Joe: 25:11 Yeah, for sure. And of course, if the principal contractor is an RDEC company, a large company, they can’t claim for the subcontracting costs. So there’s more potential to lose cash for HMRC, there’s more expenditure required if an SME qualified typically in that instance, certainly that’s a favourite way for them to go. That’s typically about ownership and the structure of the contract. So, things can be cleared up through the contract, and just having the right kind of communications from the outset. Another favourite is subsidies, if subsidized expenditure, you’re working for a client, you’re required to do R&D in order to complete the project, who owns that R&D? It’s effectively subsidized by the by the client, in which case, only internal R&D would ever qualify. So again, that’s much about contract terms, where the expertise lies, autonomy, those kinds of things. Another real favourite, which is interesting, because it doesn’t feature in the current guidelines is record keeping. So record keeping is repeatedly used and we all know that it’s good to have good record keeping for tax purposes, going back six years, it’s the famed number that we’ll stick to. But for R&D purposes, it’s exclusively omitted or exclusively not required, per I think para 13 of the code guidelines. So it’s funny now that they fit features so heavily, it’s not unexpected. But if you don’t have your records, in order, if you can’t prove the time that was spent where of when and the kind of work that certain subcontractors carried out on your behalf, then you’ll find it very difficult to qualify your claims on inquiry. And that’s a bit of a lesson for all of us I think.

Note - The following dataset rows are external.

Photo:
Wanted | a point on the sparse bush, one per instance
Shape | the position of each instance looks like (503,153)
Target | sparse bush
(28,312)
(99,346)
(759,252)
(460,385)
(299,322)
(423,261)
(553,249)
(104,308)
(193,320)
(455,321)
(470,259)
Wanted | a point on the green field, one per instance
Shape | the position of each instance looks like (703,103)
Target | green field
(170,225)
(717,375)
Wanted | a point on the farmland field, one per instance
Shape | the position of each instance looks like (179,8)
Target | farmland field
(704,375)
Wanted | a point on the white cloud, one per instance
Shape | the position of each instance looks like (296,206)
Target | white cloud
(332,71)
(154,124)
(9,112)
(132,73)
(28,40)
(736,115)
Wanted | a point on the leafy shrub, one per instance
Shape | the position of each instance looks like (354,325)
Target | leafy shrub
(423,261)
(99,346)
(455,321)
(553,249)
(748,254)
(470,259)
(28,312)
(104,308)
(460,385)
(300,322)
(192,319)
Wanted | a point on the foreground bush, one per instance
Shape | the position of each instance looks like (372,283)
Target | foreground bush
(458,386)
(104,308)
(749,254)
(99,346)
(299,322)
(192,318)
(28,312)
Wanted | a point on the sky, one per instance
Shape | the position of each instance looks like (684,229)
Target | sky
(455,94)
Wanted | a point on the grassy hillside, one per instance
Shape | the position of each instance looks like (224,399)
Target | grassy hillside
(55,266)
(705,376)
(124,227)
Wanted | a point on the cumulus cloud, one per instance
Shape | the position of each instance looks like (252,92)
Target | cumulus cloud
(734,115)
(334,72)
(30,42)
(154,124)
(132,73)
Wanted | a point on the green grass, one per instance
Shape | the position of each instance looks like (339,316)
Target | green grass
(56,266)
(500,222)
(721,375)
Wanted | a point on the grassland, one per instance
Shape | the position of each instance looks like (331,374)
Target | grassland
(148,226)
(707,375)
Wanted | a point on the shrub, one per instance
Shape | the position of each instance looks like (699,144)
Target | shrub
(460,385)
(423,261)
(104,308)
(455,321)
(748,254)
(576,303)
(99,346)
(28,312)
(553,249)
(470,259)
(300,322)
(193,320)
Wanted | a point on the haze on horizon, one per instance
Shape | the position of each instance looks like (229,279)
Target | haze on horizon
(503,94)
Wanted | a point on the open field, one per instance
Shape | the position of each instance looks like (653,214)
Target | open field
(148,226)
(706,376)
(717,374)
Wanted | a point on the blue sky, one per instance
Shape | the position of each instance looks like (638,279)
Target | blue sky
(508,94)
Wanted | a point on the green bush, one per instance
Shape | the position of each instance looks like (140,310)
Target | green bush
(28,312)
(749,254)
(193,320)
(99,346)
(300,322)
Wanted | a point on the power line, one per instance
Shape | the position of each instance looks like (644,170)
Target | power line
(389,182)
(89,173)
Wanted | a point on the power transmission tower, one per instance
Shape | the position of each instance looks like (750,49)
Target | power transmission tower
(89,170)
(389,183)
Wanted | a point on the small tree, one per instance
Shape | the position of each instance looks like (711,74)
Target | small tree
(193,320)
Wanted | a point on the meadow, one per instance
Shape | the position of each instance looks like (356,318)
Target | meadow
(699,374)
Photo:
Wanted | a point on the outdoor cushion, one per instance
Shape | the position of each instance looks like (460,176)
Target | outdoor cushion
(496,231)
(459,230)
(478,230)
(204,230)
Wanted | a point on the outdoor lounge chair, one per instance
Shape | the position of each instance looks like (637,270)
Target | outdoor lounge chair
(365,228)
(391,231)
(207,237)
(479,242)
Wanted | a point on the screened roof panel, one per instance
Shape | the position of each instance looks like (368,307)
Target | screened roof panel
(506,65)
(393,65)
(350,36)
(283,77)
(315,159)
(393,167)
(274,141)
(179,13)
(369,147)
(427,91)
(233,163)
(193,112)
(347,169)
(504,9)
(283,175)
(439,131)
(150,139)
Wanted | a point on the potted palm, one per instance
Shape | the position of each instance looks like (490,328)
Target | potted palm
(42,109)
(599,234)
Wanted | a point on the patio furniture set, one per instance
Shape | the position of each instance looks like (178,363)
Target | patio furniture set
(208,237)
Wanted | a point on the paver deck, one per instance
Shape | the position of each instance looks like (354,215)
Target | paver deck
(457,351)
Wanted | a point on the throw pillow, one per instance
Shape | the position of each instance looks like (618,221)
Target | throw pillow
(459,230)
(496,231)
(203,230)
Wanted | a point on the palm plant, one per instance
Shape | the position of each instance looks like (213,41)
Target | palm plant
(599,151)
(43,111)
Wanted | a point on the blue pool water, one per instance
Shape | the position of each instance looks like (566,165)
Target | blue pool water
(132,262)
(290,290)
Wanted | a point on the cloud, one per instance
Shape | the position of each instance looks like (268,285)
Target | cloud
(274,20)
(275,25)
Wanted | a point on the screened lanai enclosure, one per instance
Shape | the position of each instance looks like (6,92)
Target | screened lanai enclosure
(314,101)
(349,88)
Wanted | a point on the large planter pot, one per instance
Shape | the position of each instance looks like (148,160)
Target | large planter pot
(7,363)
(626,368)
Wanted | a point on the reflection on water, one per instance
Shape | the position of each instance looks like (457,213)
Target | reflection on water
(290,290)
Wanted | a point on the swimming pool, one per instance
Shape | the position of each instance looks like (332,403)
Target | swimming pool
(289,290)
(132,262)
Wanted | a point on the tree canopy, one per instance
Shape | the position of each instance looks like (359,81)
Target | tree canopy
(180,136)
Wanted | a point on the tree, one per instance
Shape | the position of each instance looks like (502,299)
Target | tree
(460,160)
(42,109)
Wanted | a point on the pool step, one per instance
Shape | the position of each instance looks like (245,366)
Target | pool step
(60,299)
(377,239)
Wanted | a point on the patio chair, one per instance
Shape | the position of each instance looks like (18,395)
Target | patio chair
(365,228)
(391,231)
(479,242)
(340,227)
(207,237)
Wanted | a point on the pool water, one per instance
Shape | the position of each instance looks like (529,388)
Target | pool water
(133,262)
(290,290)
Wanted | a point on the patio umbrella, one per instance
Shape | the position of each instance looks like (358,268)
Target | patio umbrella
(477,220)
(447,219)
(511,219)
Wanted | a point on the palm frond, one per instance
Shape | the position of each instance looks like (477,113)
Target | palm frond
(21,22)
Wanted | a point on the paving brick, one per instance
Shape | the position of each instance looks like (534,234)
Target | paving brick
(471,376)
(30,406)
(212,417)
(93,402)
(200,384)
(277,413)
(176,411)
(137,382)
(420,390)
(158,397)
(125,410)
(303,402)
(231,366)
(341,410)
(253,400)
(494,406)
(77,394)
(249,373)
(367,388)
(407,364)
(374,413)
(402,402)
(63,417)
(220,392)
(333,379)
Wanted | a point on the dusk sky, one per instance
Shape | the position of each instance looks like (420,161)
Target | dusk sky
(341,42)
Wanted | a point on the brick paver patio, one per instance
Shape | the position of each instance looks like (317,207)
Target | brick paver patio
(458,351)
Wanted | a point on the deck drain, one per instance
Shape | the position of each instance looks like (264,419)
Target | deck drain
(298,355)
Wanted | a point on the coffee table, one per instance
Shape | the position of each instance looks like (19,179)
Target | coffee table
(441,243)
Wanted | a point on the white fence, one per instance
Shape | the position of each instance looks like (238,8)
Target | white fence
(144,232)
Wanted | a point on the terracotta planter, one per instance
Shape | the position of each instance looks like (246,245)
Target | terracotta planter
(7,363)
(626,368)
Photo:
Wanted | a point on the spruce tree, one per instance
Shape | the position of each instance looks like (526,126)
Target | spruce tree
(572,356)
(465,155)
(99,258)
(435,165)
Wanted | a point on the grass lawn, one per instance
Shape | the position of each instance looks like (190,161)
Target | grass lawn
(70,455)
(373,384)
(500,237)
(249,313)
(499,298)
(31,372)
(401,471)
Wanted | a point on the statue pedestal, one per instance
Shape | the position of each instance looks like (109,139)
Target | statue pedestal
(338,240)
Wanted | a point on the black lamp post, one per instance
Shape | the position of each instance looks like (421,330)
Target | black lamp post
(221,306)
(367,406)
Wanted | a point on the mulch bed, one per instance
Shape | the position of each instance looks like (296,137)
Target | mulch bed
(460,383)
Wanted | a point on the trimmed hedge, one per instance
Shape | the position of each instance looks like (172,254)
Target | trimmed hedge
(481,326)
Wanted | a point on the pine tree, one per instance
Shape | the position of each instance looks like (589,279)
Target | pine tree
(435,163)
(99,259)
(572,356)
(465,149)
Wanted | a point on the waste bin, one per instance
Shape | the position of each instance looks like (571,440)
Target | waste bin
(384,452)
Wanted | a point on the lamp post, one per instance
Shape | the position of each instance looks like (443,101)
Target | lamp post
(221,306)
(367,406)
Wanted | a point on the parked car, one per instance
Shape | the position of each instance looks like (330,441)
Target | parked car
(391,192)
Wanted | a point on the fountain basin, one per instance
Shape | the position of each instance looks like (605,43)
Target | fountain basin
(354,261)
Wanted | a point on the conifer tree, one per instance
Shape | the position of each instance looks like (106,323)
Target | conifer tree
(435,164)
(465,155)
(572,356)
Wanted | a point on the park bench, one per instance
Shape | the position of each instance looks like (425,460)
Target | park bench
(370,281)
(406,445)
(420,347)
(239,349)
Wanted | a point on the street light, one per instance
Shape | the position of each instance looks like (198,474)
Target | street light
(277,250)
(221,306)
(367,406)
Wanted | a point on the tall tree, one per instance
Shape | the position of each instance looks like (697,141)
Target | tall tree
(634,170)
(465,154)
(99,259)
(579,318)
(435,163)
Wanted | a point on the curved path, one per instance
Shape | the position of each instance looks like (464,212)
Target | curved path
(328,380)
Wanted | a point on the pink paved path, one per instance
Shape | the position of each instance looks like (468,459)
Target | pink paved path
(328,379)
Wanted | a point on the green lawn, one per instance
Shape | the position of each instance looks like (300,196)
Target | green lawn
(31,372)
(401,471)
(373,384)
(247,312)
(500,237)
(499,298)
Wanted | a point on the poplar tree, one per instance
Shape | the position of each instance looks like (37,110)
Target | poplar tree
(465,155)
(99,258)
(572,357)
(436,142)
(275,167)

Matt: 27:07 Just going to finish now on a question coming in, it’s quite an interesting one. Is there any space in the R&D claim for innovative digital agencies working in AR, augmented reality, and innovative tech for advertising campaigns?
Joe: 27:27 Yeah, it is and I really like that question, because it actually highlights a couple of things. It highlights that R&D can potentially exist in lots of different industries, but also, that innovation in and of itself isn’t necessarily qualifying for R&D purposes. So what I mean by that is you could have a series of technologies that you’re using together that have never been used together in that way. But if they work fairly harmoniously, in order to achieve a certain outcome, the use of lots of innovative technologies that haven’t been used together before, wouldn’t necessarily qualify for R&D.
Now, if you had to integrate those technologies in some way, adapt them, in order for them to work harmoniously, there could be some R&D and the time taken to do that, and the technologies that are developed in order to do that. Additionally, it’s very difficult to know without more detail, actually what they’ve been using, what technologies, were they invented for this purpose, have I fundamentally improve the way that this piece of tech is used, because I’ve managed to make it interact with this technology over here and this one over here and these screens now used to work with those kinds of cameras, but now they do because we were able to circumvent this piece of the technological challenge. And whilst the answer isn’t simple, and typically is yes, it can qualify, it’s very difficult to know without digging deeper into what the innovative technologies are and how they interact with one another.
Simply placing innovative technologies next to one another, doesn’t qualify. Bringing them together and making them work as one could, however… It feels like the big yes and no type answer is a good place to finish.